Через окно и залезли: с навеса над подъездом соседнего дома, по газовой трубе, хлипкую форточку выбили, дотянулись до шпингалетов окна, спокойно открыли. Унесли все, что нашли. Собственно, все и нашли, включая деньги. Деньги были Валько, а вещи — общие.
Валько обнаружило это вечером, вернувшись после занятий и общественных дел. Приняло случившееся очень легко, даже удивившись своему спокойствию. Конечно, не так уж карнавально легко, чтобы считать это просто новым развлечением и приключением, но — без трепета, поняв, насколько оно в действительности равнодушно к деньгам и вещам.

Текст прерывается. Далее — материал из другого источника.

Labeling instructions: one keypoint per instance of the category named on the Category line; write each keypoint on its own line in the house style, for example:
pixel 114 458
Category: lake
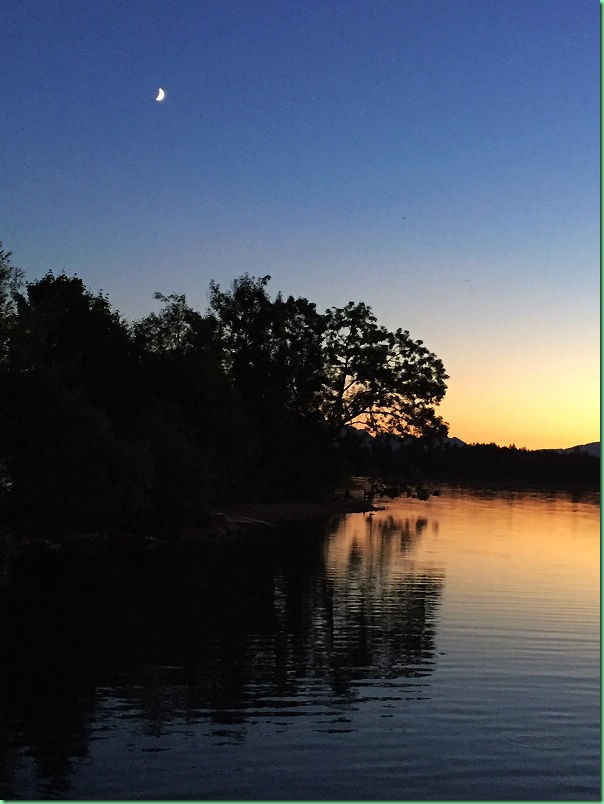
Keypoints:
pixel 440 649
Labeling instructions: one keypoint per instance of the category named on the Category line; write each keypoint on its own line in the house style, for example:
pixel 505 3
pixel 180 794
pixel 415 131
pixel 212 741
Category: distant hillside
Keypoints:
pixel 455 460
pixel 593 449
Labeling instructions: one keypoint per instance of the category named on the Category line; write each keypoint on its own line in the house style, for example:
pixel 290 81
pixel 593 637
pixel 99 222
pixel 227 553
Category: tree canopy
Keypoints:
pixel 153 423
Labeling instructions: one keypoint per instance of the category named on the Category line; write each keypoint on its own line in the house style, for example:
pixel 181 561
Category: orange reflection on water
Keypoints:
pixel 499 558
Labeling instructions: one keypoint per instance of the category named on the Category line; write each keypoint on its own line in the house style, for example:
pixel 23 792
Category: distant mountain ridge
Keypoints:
pixel 593 448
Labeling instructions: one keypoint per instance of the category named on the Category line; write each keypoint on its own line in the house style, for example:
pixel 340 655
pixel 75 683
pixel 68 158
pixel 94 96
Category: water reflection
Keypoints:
pixel 445 649
pixel 275 626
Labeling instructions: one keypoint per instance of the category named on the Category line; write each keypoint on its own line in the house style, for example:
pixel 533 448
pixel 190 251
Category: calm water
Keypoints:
pixel 446 649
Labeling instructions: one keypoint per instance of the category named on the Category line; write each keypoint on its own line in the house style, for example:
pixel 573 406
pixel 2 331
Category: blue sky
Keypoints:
pixel 437 160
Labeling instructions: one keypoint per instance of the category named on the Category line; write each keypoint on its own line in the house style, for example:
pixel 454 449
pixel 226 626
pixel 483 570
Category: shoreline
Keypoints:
pixel 272 514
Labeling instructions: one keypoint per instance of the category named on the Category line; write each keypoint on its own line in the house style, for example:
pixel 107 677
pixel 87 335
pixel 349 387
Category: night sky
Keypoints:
pixel 436 160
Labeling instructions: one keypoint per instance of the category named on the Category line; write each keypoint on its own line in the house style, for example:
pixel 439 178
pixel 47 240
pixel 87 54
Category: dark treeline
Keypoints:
pixel 106 423
pixel 389 457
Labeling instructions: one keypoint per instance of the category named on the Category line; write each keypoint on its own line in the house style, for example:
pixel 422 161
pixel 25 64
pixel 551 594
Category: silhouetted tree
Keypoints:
pixel 380 380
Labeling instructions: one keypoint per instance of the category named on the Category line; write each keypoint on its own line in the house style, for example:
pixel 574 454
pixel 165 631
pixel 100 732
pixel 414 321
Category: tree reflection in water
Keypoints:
pixel 215 633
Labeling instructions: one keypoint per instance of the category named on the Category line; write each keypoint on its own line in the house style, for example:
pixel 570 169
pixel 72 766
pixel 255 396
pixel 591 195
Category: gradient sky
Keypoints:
pixel 437 159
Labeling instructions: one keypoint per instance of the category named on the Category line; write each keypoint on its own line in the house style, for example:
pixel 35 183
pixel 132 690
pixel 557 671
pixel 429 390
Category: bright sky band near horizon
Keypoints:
pixel 438 160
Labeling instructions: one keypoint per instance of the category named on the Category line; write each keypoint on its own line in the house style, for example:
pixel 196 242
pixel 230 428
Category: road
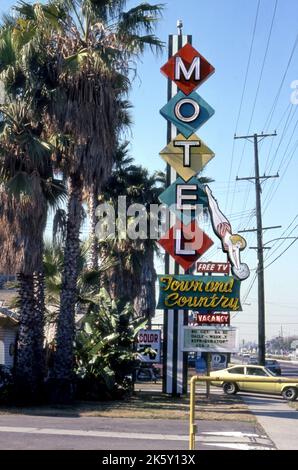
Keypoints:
pixel 38 432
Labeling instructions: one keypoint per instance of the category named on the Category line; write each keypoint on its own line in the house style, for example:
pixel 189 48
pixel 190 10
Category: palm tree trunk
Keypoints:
pixel 39 352
pixel 28 379
pixel 145 301
pixel 64 360
pixel 93 250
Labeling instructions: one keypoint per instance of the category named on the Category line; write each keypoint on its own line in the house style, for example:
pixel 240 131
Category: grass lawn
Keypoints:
pixel 294 404
pixel 149 405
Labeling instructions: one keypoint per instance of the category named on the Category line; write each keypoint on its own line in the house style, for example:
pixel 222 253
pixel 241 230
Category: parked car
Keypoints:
pixel 273 366
pixel 289 391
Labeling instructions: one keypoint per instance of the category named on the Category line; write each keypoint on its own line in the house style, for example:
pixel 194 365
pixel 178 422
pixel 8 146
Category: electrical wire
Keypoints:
pixel 242 98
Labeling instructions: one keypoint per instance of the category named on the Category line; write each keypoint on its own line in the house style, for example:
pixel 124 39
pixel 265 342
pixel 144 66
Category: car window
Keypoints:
pixel 256 371
pixel 270 372
pixel 236 370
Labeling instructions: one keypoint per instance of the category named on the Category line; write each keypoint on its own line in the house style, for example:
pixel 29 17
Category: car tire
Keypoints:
pixel 230 388
pixel 290 393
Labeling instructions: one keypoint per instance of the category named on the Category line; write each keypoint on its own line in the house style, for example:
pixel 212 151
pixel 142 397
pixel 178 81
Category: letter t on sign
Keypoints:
pixel 187 144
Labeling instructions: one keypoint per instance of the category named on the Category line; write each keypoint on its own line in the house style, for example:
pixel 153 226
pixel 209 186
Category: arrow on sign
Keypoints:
pixel 188 69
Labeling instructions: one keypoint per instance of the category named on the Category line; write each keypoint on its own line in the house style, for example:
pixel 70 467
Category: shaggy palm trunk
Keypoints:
pixel 145 301
pixel 64 359
pixel 93 250
pixel 39 352
pixel 29 345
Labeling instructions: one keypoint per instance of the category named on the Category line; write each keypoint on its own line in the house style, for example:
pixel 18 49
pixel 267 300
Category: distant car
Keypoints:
pixel 288 391
pixel 253 361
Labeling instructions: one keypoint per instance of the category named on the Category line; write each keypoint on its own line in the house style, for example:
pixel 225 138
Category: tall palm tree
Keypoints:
pixel 87 48
pixel 27 188
pixel 133 278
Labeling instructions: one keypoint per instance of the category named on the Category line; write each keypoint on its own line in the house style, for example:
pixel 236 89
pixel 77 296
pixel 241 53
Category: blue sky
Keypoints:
pixel 222 31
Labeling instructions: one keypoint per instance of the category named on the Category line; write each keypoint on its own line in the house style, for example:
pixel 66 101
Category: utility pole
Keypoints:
pixel 257 179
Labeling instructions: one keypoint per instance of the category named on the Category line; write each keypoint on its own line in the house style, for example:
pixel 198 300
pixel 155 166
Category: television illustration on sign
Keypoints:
pixel 232 243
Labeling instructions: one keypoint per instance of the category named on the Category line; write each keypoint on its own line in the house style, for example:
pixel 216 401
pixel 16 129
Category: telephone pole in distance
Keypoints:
pixel 257 179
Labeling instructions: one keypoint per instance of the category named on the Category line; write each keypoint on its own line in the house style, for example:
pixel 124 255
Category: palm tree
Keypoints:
pixel 133 278
pixel 87 49
pixel 27 188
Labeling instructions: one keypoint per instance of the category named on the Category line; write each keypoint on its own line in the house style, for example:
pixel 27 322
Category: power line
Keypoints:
pixel 242 98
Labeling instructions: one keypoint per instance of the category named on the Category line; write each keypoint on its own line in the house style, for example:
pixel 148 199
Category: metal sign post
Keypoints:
pixel 174 359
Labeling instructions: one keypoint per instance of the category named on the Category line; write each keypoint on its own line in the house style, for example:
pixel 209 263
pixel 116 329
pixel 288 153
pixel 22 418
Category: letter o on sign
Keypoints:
pixel 216 359
pixel 187 110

В квартире старухи телефона не было, Валько пошло звонить Сотину из автомата. Купило две бутылки вина (хорошо, что носило с собой некоторое количество денег, не все оставляло дома), небольшой торт, вернулось домой, заварило чай и ждало Сотина с улыбкой, готовясь вместе посмеяться над происшествием.
Однако Сотин не настроен был смеяться. Он бросился искать: может, не все сперли, может, что-то осталось? Кричал:
— Твою мать, думать надо было или нет? Я сколько раз говорил? Замок на двери — пальцем открыть можно! (Рылся в старухином комоде). Сидит — радуется! Чего ты радуешься? На мои деньги куплено, между прочим! (Залез под кровать). Твоих только четвертая часть, а то и меньше! Платить будешь, ты понял? Я серьезно говорю! (Сорвал с постели одеяло, перевернул матрац). Без шуточек! А не заплатишь — завтра твоя комсомольская пи...братия о тебе все узнает! Вылетишь на хрен за аморалку [11] , я серьезно говорю! Ты понял, нет? Из комсомола своего ...бучего и из университета вообще! (Открыл антресоль над дверью, кидал оттуда на пол всякий хлам). Слушай, а может, ты пошутил? А? Пошутил, да?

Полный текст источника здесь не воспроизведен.